Meet the doctor couple working to tackle high infant mortality rates in rural India

Located in Western Maharashtra, some 1,000 kilometers from Mumbai and bordering Chhattisgarh, Gadchiroli district is a backward rural region. 60 percent of its landmass is covered by forests and 80 per cent of the people live below the poverty line. Indigenous people account for 40 per cent of the district’s population and primitive beliefs and age-old traditions, such as resorting to witchcraft to treat diseases, govern everyday life.

Amidst all of these superstitious practices came a ray of hope to better the healthcare of the region, in the form of a doctor couple. This is their story- the story of Dr. Abhay Bang and Dr. Rani Bang! Kindness for the Bangs became a way to change the dire situation of Gadhchiroli and in their story, they chose to spread kindness through their expertise and dedication to work in the rural areas. For them, kindness had a way through better healthcare facilities.

In 1988, the district’s infant mortality rate (IMR) stood at 121 per 1,000 births, among the highest in the country. A decade and a half later, the IMR in the district saw a steep fall to 30 – equal to the rate in large cities with updated medical facilities. This change came about not because the government suddenly chose to invest heavily in the district’s healthcare but due to the work of this couple- Rani and Abhay Bang. Their home-based newborn care (HBNC) model revolutionized the way infant mortality is approached in rural areas.

The success of this model is nowhere to be beaten. Today, the Government of India is training 8.19 lakh village health workers under its Asha programme. HBNC has reached more than 11 million newborns across six lakh villages and continues to do so. 

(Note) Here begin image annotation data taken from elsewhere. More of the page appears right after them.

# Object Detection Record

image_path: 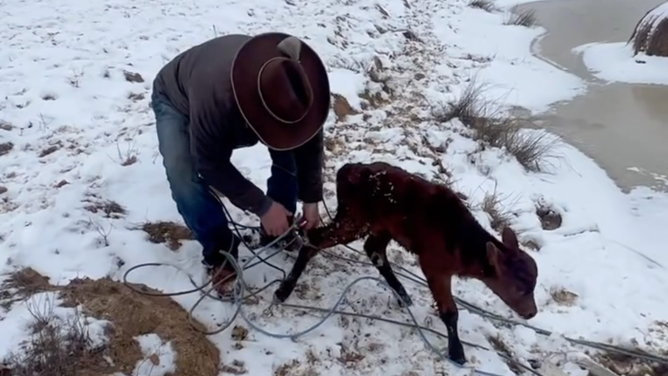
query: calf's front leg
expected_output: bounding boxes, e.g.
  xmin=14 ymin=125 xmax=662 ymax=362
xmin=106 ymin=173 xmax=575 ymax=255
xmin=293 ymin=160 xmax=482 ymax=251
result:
xmin=364 ymin=233 xmax=413 ymax=307
xmin=274 ymin=214 xmax=364 ymax=303
xmin=422 ymin=265 xmax=466 ymax=365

The results are beginning to show. According to a 2016 study by Prabhat Jha of the Centre for Global Health Research, India prevented about one million child deaths between 2005 and 2015. HBNC has played a key role in this. Six African countries embraced this model in 2005-06. The success of how Abhay and Rani continue to provide care and support is beyond words.

About the story of how the HBNC started, they reminisce how one rainy evening in the late 1980s, two women rushed into the Bang’s home with a very sick infant. Even as Dr Abhay Bang began evaluation, the baby stopped breathing. “It died on my bed while I helplessly watched,” he recalls. He deduced that the child could have died from 18 different causes.

The child’s death affected them badly and their focus turned to infant mortality. About 100-odd villages in the district became their laboratory and they began to record every childbirth and death. They figured one major cause of Infant mortality is pneumonia. They began to look for a simple and affordable way to identify pneumonia and arrived at a method based on the child’s breath rate. With no medical facilities worth the name, they also had to find a way to reach the cure for pneumonia to the people. Midwives or traditional birth attendants (TBAs) in every village were seen as a possible solution. 

Dr. Abhay Bang designed a simple breath counter instrument to enable them to count. Once they diagnosed pneumonia, the infants were given antibiotics.

The solution worked and within two years (by 1990) the IMR in the district began to decline and fell to 75-80 per 1,000 as the death rate among infants due to pneumonia declined to just 0.5 percent.

What most rural areas needed at that point was an effective solution to bring healthcare at home, thus was born HBNC through Dr. Abhay and Dr. Rani. Currently they both continue to help and support people in Gadhchiroli district and a lot more places have adopted their model throughout the country and outside. The were recognised by the government of India with the Padma Shree in 2018 for their work.

Their idea of spreading awareness and keeping the Kindness Revolution alive was transformed into reality through their efforts and dedication to help others and create a better future!